The company’s board has authorized $175 billion of share buybacks. To see the effect of Apple’s buyback program, just compare the company’s diluted earnings per share (EPS) figures for the calendar quarter ended December 2016 (typically the company’s best quarter due to holiday sales) for 2016 and 2015. Although net income was lower for calendar fourth quarter 2016 ($17.9 billion) compared to 2015 ($18.4 billion), diluted EPS was higher ($3.36 vs. $3.28) due to lower-weighted average shares outstanding.

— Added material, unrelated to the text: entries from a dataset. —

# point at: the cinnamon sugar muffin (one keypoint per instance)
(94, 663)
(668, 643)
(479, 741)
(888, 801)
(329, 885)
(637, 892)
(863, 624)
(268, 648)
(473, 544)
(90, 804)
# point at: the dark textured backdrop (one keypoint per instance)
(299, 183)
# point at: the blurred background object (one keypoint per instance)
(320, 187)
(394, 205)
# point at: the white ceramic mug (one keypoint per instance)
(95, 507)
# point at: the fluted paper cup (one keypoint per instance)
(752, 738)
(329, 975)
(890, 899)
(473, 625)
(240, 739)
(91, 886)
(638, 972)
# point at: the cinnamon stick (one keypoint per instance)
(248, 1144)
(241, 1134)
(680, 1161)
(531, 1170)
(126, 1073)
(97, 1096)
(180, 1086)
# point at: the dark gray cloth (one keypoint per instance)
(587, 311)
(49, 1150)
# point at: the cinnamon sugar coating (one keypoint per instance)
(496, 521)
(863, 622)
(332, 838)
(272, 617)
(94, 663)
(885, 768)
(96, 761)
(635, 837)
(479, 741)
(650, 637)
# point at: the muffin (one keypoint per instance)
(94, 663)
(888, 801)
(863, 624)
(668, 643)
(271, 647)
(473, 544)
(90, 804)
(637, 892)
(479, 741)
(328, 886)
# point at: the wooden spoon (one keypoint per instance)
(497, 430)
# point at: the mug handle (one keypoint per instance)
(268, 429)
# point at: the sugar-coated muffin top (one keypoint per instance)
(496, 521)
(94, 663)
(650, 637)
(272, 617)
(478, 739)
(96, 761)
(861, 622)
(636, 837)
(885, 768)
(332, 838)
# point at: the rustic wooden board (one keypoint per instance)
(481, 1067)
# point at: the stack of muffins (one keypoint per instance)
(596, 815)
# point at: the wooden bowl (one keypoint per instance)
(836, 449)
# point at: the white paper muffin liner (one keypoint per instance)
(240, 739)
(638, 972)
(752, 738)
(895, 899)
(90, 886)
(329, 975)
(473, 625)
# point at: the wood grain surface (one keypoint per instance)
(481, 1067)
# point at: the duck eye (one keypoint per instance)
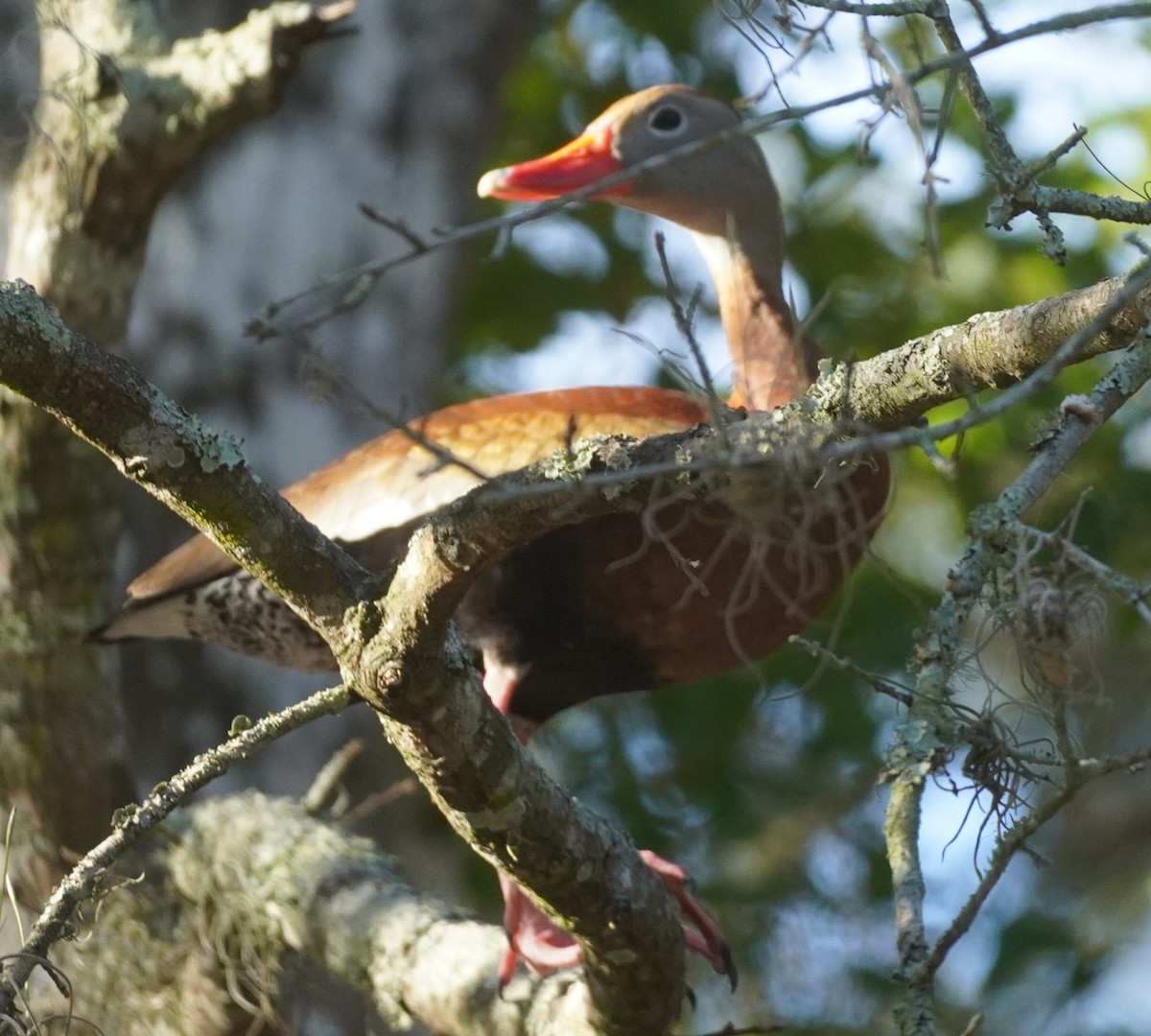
(667, 120)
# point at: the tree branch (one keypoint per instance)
(398, 651)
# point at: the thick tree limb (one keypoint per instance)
(990, 350)
(926, 737)
(398, 654)
(270, 893)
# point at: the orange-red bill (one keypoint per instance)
(576, 165)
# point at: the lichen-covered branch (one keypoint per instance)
(121, 112)
(990, 350)
(926, 737)
(400, 655)
(270, 893)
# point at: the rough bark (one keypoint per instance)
(122, 110)
(397, 651)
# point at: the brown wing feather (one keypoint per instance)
(391, 479)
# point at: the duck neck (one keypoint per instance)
(771, 361)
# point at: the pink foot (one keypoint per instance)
(535, 939)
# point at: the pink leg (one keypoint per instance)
(534, 938)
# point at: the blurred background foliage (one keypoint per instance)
(765, 786)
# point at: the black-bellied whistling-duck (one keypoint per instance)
(615, 603)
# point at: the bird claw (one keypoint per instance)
(535, 939)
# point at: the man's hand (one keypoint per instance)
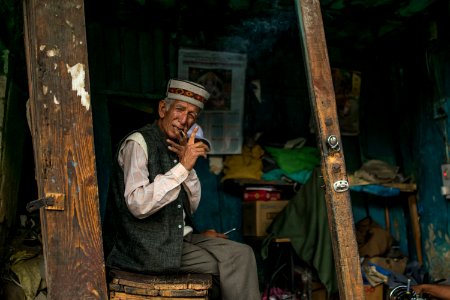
(190, 151)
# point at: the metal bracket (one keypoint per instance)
(340, 186)
(333, 143)
(52, 201)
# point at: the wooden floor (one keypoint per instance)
(131, 286)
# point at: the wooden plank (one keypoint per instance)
(323, 101)
(61, 121)
(123, 296)
(414, 216)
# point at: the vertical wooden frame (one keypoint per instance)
(63, 141)
(323, 101)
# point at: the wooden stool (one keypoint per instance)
(131, 286)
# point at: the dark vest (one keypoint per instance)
(152, 244)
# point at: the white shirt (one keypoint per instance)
(144, 198)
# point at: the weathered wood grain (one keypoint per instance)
(323, 101)
(62, 131)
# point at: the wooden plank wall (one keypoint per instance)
(62, 131)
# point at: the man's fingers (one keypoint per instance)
(193, 134)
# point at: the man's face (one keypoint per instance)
(180, 117)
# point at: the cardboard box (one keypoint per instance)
(258, 215)
(261, 195)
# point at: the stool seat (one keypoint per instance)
(133, 286)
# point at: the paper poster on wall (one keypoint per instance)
(223, 75)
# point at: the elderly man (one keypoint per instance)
(156, 190)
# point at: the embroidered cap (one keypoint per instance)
(187, 91)
(199, 135)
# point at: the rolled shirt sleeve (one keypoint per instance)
(144, 198)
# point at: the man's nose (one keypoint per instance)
(183, 117)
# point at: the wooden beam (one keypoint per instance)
(62, 132)
(323, 101)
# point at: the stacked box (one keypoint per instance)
(258, 215)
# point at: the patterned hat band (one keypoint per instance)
(186, 93)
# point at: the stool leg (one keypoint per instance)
(414, 216)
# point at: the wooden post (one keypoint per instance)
(337, 196)
(62, 132)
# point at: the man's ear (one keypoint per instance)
(162, 108)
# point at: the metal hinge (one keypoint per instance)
(52, 201)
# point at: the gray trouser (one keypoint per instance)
(233, 262)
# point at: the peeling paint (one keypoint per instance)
(53, 52)
(78, 76)
(69, 23)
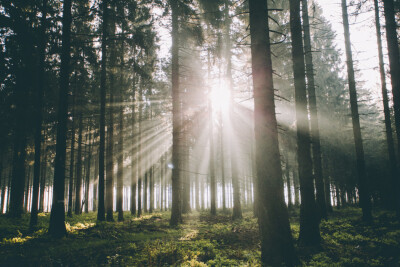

Apple is currently funding its share repurchase with debt, so further buybacks are constrained by the amount of cash on its onshore balance sheet. But if the company decides to repatriate the majority of its $240 billion offshore cash, the board could be incentivized to ramp up the hugely successful share buyback program further.
Apple, the Value Stock
Over the last few years, Apple—despite its technology sector bona fides—has morphed from growth stock to value stock.
As of May 12, Apple’s price-to-earnings (PE) ratio is currently 18.3, and its forward PE is even lower at 17.9. Compared to SP 500 averages of 21.2 and 19.7, respectively, Apple’s stock seems cheap versus the market.
Cheap may not be the first thought that comes to mind when considering Apple stock, but it’s an accurate depiction.
And it’s attracted the attention of the world’s most famous value investor, Warren Buffett. While another Berkshire Hathaway portfolio manager initially bought Apple stock—not Buffett himself—Buffett has since increased his holding in the technology company.
Buffett has cited the popularity, and consumer loyalty, of the iPhone for his belief in the company. “You can’t move people by price in the smartphone market remotely like you can move them in appliances or all kinds of things. People want the product. They don’t want the cheapest product,” Buffett said on CNBC’s “Squawk Box” May 8. “[The iPhone]’s a very, very, very valuable product to people that build their lives around it. And that’s true of 8-year-olds and 80-year-olds.”
Apple’s market capitalization sits at just over $825 billion as of May 12. Subtracting its net cash (cash less debt) of $158 billion, Apple’s valuation sits at around $667. By that measure, the company’s core business has a relatively reasonable valuation multiple of 14.6.
With a completely new iPhone expected later this year—to commemorate the tenth anniversary of its introduction—Apple could be at the beginning of another lucrative iPhone upgrade cycle. BMO Capital Markets estimated that 31 percent of iPhone users will have a phone that is at least two years old by the time the next iPhone is introduced.
And with that, Apple’s stock, and its valuation, could have more room to run.